Is this just for physics or something?

Answer 58

cant take physics either, yet... im a freshman in hs

Answer 59

So what's this for?

Answer 60

Torture?

Answer 61

torture to who?

Answer 62

You.

Answer 63

I wasn't being rude :)

Answer 64

haha no, this is my fun

Answer 65

i got half an hour and about 7 speed questions that i know are wrong now

Answer 66

so i really have no option but taking the root of that big equation? :(

Answer 67

If you want the speed, no.

Answer 68

first thing i want is speed at time 0

Answer 69

dx/dt will be 0
and dy/dt will be 4.864... so i sqare that then root it? which is still 4.864...

Answer 70

I would just take the derivative of x(t) and y(t) and sub. the times in to find numerical values, square each, add, take square root of sum (if your aim is computation only).

Answer 71

what would be another aim? than computation?

Answer 72

Well, if you're asked to find the actual formula...if you're not asked to, and only asked to find values (and you're in an exam), it would take up unnecessary time.

Answer 73

\[y(t)=-4.9t^2+4.864t+1.2192 \rightarrow y(0)=1.2192\]\[x(t)=5.08t \rightarrow x(0)=0\]So,\[s(0)=\sqrt{1.2192^2+0^2}=1.2192\]

Answer 74

dy/dt or y(t) ??

Answer 75

oh

Answer 76

yeah - I'm tired too

Answer 77

lol you on the eat cost too?

Answer 78

No, other side of the world.
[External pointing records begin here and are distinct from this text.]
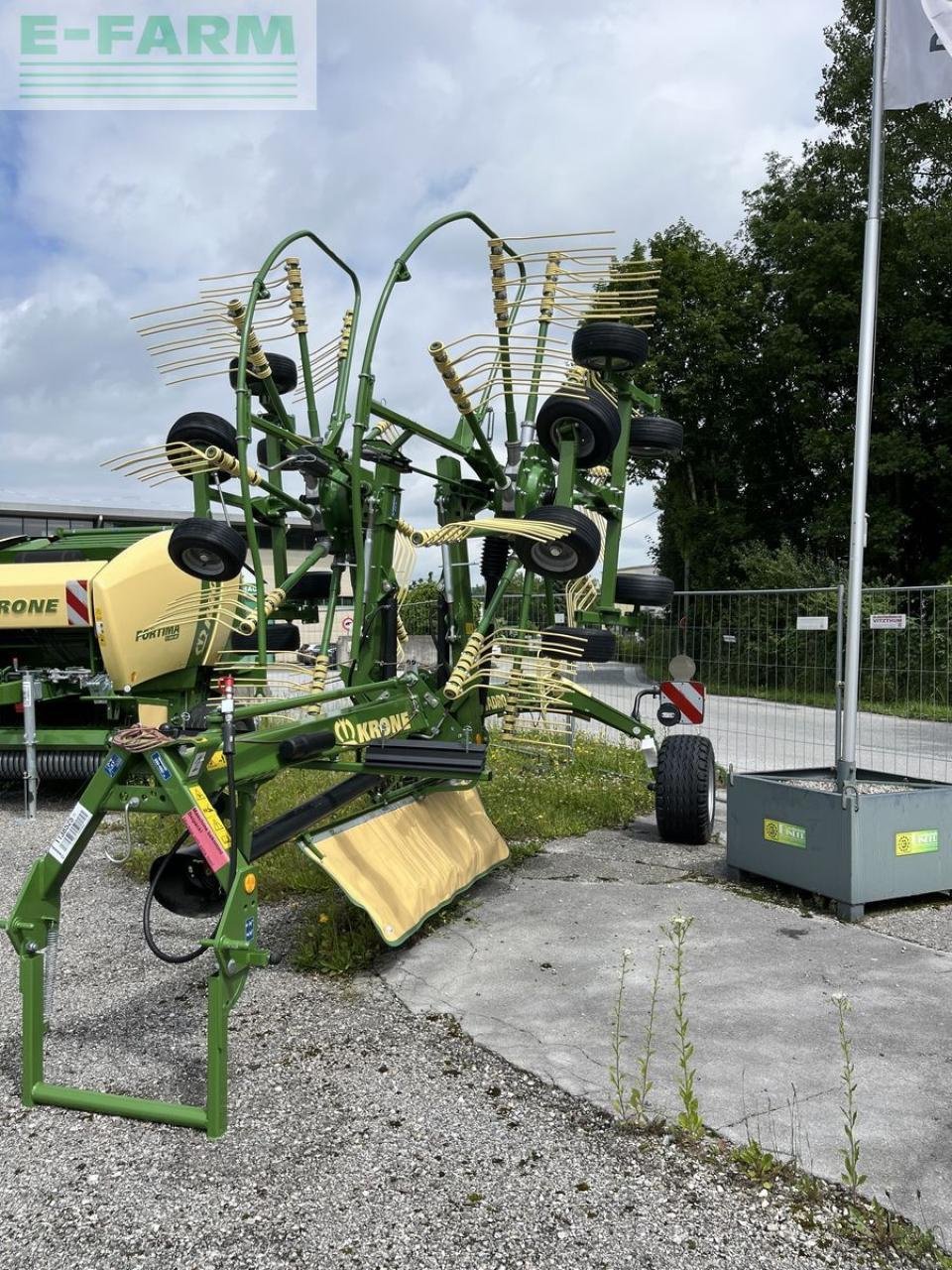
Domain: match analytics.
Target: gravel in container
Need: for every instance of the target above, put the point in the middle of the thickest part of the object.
(359, 1135)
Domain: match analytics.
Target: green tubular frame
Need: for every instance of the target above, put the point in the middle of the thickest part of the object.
(358, 506)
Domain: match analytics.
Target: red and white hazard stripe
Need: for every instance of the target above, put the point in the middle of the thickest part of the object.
(77, 602)
(687, 697)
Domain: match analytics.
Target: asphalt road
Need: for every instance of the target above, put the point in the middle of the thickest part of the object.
(767, 735)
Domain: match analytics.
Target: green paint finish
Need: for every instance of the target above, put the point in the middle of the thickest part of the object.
(356, 506)
(789, 834)
(916, 842)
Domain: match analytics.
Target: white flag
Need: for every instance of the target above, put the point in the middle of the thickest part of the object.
(918, 63)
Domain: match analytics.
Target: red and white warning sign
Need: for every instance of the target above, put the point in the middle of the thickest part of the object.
(77, 602)
(688, 697)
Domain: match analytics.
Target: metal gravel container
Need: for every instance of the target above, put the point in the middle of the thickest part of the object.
(883, 838)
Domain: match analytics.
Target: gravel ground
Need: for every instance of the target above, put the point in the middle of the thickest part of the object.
(359, 1134)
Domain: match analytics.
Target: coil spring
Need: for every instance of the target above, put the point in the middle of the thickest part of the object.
(53, 765)
(468, 657)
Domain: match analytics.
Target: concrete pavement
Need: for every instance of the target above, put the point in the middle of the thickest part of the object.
(531, 970)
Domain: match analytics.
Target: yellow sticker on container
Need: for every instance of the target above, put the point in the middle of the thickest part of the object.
(789, 834)
(916, 842)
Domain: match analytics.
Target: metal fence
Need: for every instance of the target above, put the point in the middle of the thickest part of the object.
(772, 665)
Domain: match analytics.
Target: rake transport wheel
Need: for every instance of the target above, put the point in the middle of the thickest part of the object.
(636, 589)
(594, 421)
(202, 430)
(284, 373)
(206, 550)
(562, 559)
(653, 437)
(684, 790)
(610, 345)
(578, 644)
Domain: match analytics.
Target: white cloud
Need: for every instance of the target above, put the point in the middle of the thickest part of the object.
(539, 116)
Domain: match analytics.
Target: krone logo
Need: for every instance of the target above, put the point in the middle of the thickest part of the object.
(350, 733)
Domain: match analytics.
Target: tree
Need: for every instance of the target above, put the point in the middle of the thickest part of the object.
(756, 345)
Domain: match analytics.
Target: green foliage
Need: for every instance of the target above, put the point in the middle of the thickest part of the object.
(530, 799)
(756, 348)
(689, 1116)
(758, 1166)
(849, 1153)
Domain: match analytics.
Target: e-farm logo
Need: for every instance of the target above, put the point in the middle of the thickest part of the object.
(176, 56)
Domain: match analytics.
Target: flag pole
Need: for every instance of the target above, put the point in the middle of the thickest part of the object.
(846, 760)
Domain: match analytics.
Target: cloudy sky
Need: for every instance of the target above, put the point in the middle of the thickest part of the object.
(539, 114)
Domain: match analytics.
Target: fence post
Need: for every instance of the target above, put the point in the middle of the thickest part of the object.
(838, 685)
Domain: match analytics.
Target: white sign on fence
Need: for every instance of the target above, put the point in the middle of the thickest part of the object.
(812, 624)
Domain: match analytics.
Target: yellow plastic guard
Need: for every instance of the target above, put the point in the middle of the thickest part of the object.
(404, 862)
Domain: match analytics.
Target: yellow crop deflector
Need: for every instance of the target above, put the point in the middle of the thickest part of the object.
(405, 861)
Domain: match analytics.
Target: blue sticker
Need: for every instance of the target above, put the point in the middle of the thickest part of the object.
(160, 765)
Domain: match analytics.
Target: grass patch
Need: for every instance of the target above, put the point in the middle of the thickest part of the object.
(531, 799)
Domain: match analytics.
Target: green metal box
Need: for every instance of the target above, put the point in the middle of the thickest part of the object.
(885, 838)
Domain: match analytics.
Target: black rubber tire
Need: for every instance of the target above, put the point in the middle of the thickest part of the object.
(633, 588)
(280, 638)
(312, 585)
(284, 373)
(594, 420)
(653, 437)
(578, 644)
(685, 784)
(610, 345)
(562, 559)
(202, 430)
(206, 550)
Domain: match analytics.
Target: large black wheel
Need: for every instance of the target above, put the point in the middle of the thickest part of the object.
(206, 550)
(278, 638)
(578, 644)
(593, 420)
(633, 588)
(685, 784)
(200, 430)
(562, 559)
(284, 373)
(610, 345)
(653, 437)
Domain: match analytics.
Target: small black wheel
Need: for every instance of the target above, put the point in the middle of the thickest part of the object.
(278, 638)
(262, 451)
(200, 430)
(312, 585)
(685, 784)
(653, 437)
(610, 345)
(633, 588)
(578, 644)
(563, 559)
(594, 421)
(206, 550)
(284, 373)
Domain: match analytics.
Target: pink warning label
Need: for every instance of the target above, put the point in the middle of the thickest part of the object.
(207, 842)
Sydney. Off sick.

Answer 79

are you a physicist or something or just enjoy math?

Answer 80

I'm trained in pure maths and physics. I'm a UK citizen, worked with people in physics from Oxford, Cambridge, Yale.

Answer 81

wait a sec... it asked for the speed as the ball approached the max height.. if the max height is when y' is 0 then ill end up with dy/dt is 0 and dx/dt is 5.08?

Answer 82

that is freaking awesome.

Answer 83

:)

Answer 84

that makes me wonder, how many teens have you worked with that your first answer is "torture" to math :P

Answer 85

and i need help with this one: on what intervals is the speed increasing and decreasing? (i dont want to use an analysis -.- )

Answer 86

lol, I've worked with people of all ages and abilities. All I care about is the attitude.

Answer 87

You don't want to use an analysis? What do you mean?

Answer 88

logic says that its decreasing till the max height and increasing therein after

Answer 89

i dont want to use any derivative analysiss

Answer 90

oh

Answer 91

that makes no sense, my calculations say that it had a speed of approx, 3 when i let go... 8 when it hit the ground, and 5.08 at the max height

Answer 92

One sec...

Answer 93

oh i see my mistake... omg this is pathetically horrible ><

Answer 94

i got 7 this time :DDD

Answer 95

the speed should be fastest when it hits the ground, right?

Answer 96

Well, you could find the maximum height by understanding that the vertical component of velocity must be zero there...so \[\frac{dy}{dt}=0\]should give you the time, which you can use to find the height, y.

I know you said no calculus, but I figured you already had y'(t).

Answer 97

Sorry, I think I've answered a question you didn't ask.